As Nuvens e a Montanha

Meu mundo parece as vezes extraordinário. Talvez o ordinário até me assuste.

É comum ouvir os Tibetanos falarem da montanha e das nuvens.

Faz uma semanas guiada por um impulso desconhecido coloquei um bilhete na mesa de um homem que parecia perdido. Ele me disse

“Desculpe, eu to surpreso e com a cabeça longe, posso pegar seu telefone?”

No entanto, com todos os sinais do mundo que ele não poderia estar presente, eu escolhi deixar ele entrar na minha vida.

Os tibetanos também falam comumente de uma parábola.

“Quando vc leva uma facada de outra pessoa vc fica com raiva da faca?”

Toda pessoa a quem eu perguntei isso aqui diz que não, fica com raiva do esfaquiador.

“Não devia. Aquela pessoa esteve tomada por um estado mental. A responsabilidade é sua de ter permitido que aquela violência tivesse se sedimentado e aumentado no outro.”

Quase nenhum ocidental entende isso. Eu entendo.

Eu estava andando hoje em Ubatuba para ver a Nossa senhora da Paz que tinha me sido apresentada na outra semana quando aquele novo amigo tinha entrado na minha vida.

Depois, eu que nunca vou, entrei na Igreja. E assim que saí da Igreja daqui, um belo rapaz veio falar comigo, me disse:

“Eu te conheço. Ou melhor eu já te vi muitas vezes. Sempre quis falar com você, mas você sempre estava com alguém.!”

Eu olhei e fiquei quieta. Já ouvi isso mil vezes. Ele percebeu e disse:

“Juro que eu não falo isso para toda mulher bonita que vejo. Eu te vi várias vezes aqui.”

Continuei quieta e ele disse algo que me surpreendeu.

“Te reconheci pelo seu lenço voando. Eu o vi em Cartagena, depois em Taganga e depois na montanha perto dos kogis. Você sempre esteve acompanhada”

Fiquei estupefacta. De fato eu tinha estado em todos aqueles lugares, sempre com alguém Lorenzo, Lucia e Peter e de fato com meu lenço que agora voava como o vento.
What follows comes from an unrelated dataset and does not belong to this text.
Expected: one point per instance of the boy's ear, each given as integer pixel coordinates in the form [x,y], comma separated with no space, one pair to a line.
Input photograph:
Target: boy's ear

Olhei para o céu, pensei em Taganga. Pensei nos Tibetanos e disse

“Faz quase um ano que eu quase morri. Eu estou perdida. Não quero ser como a nuvem, nem como o lenço que voa com o ar. Quero ser como a montanha. Eu te agradeço mas segue o seu caminho.”

Ele entendeu. Não disse nada. Eu virei as costas e continuei caminhando para casa.

Eu vi esse barco da foto. Sem estabilidade, indo de um lado para o outro com o vento. Lembrei da kashmira, de como meu amigo ex-religioso Elick tinha saído do Yeshiva. Falou de Moby Dick, de Ismael no capitulo 23. Não queria ser um barco tão perto da terra que podia se afundar, nem tampouco solto no mar onde se perderia pelo mundo. A arte de ficar no meio. O rabino compreendeu e ele virou matemático.

Por acaso contei agora desse cara que me viu na Colombia ao meu amigo que tem quiosque aqui na praia e ele disse “Nossa, mas vc não quis nem saber o nome, nem deu seu telefone, facebook, nada? Você sempre me surpreende!”

Enquanto eu andava, eu pensava que não. Eu não quis. Porque eu sei o que eu não quero reproduzir. Eu sei que o vento faz com que a gente as vezes tenha percepções muito erradas. E eu também sei que as vezes a gente joga fora coisas por bobagem, acaba insistindo num vicio químico interno sem nem se dar conta. Deixa de dar valor ao que tem, e por bobagem.

Andei misturando a minha fé dos cristãos, muçulmanos, judeus, pensando no Taoísmo e com a consciência que eu tinha feito uma escolha budista.

A montanha é presa na terra e aspira para o céu, a nuvem te joga de um lado para o outro. Eu quero aprender a ser montanha para que quando as nuvens passem elas não me machuquem tanto. No fundo eu espero,e desejo as nuvens a solidez de uma montanha.

Liguei para minha amiga de décadas e disse ” Lu vem para cá! Sabia que vou voltar para o clube. ?”

“Juju, to indo! Que bom! Tem yoga, Tai Chi. Sol na piscina.”

Ela não sabe mas eu lacrimejei. Ela me conhece mesmo. E pensei

“Como por um instinto divino o Esteves voltou-se e viu-me.
Acenou-me adeus, gritei-lhe Adeus ó Esteves!, e o universo
Reconstruiu-se-me sem ideal nem esperança, e o Dono da Tabacaria sorriu.” Fernando na voz de Alvaro de Campos.